Uncertainty Quantification in Large Scale Systems Design

Abstract

One of the main challenges facing designers of high-speed integrated circuits and interconnects is predicting the effect of the variability of geometrical and physical parameters on the circuit performance. In this thesis, an algorithm based on Parametric Model Order Reduction (PMOR) is presented for statistical analysis of large microwave and high-speed circuits with multiple stochastic parameters. Using the proposed algorithm, a set of local reduced-order parameterized circuits are derived based on adaptive frequency sampling and implicit multi-moment matching projection techniques. The local models preserve the stochastic parameters as symbolic quantities. As a result, stochastic response of the circuit can be obtained by simulating the local reduced models instead of the original large system leading to significant reduction in the computational cost compared to traditional Monte-Carlo techniques. In addition, a method is presented for high-dimensional variability analysis. This algorithm is based on two main concepts, namely node tearing for parameter partitioning and sparse grid interpolation. Node-tearing is used to localize the parameters and thus reducing the number of stochastic parameters within the subcircuits and sparse grids reduce the required number of samples for a targeted accuracy.
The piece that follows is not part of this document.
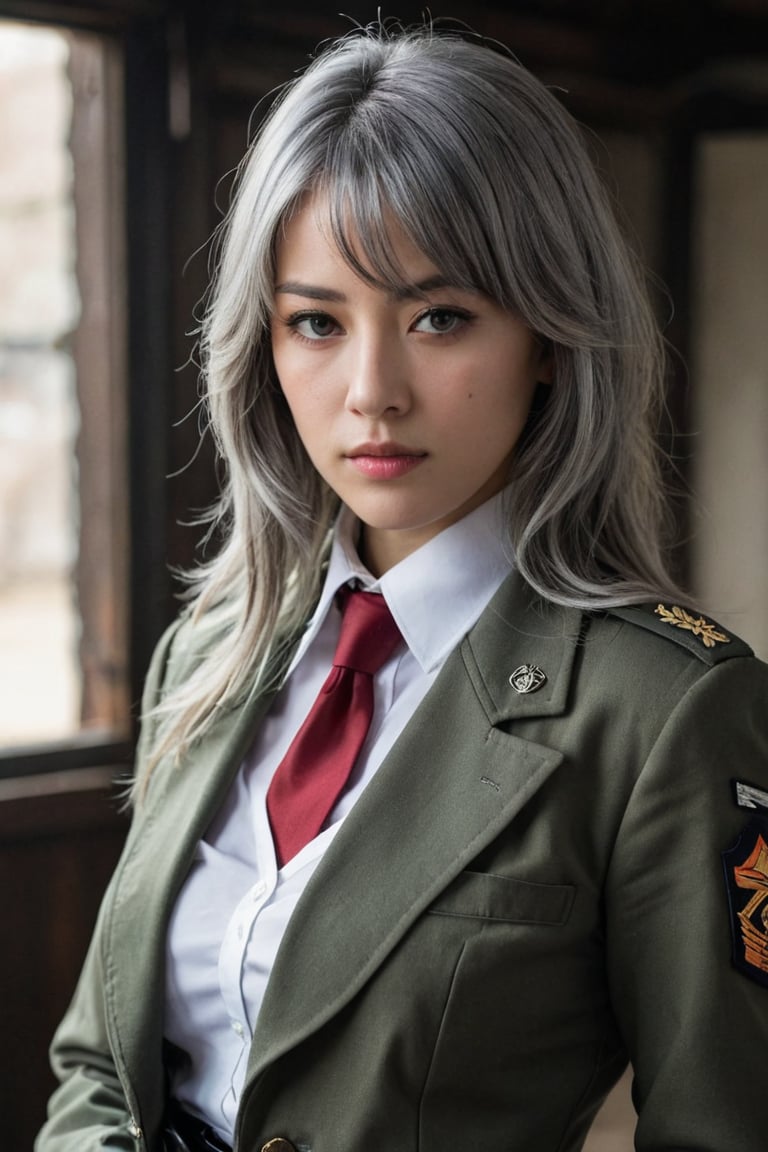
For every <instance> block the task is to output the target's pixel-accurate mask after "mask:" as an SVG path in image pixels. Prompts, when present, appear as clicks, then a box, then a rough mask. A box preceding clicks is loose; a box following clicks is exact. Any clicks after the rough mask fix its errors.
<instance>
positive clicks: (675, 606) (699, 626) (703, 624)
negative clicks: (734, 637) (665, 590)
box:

MC analysis of the overall circuit is carried out using interface equations of much smaller dimension than the original circuit equations. On the other hand, the conventional time-domain simulation algorithms are another bottleneck for uncertainty quantification. In this thesis, a higher order time-domain algorithm based on numerical inversion of the Laplace transform (NILT) is presented. The proposed method, labeled NILTn, shows that for the same computational cost of the conventional NILT, referred to as NILT0, the approximation error is reduced by a significant factor, permitting time-marching with much larger time-steps and, consequently, saving significant computational cost per time step. In addition, while the proposed approach enables increasing the simulation time step, it highlighted the need for robust approach that can recover the full waveform in between the time points generated by NILTn. Eventually, an error estimation algorithm is presented to estimate the approximation error in a given time step.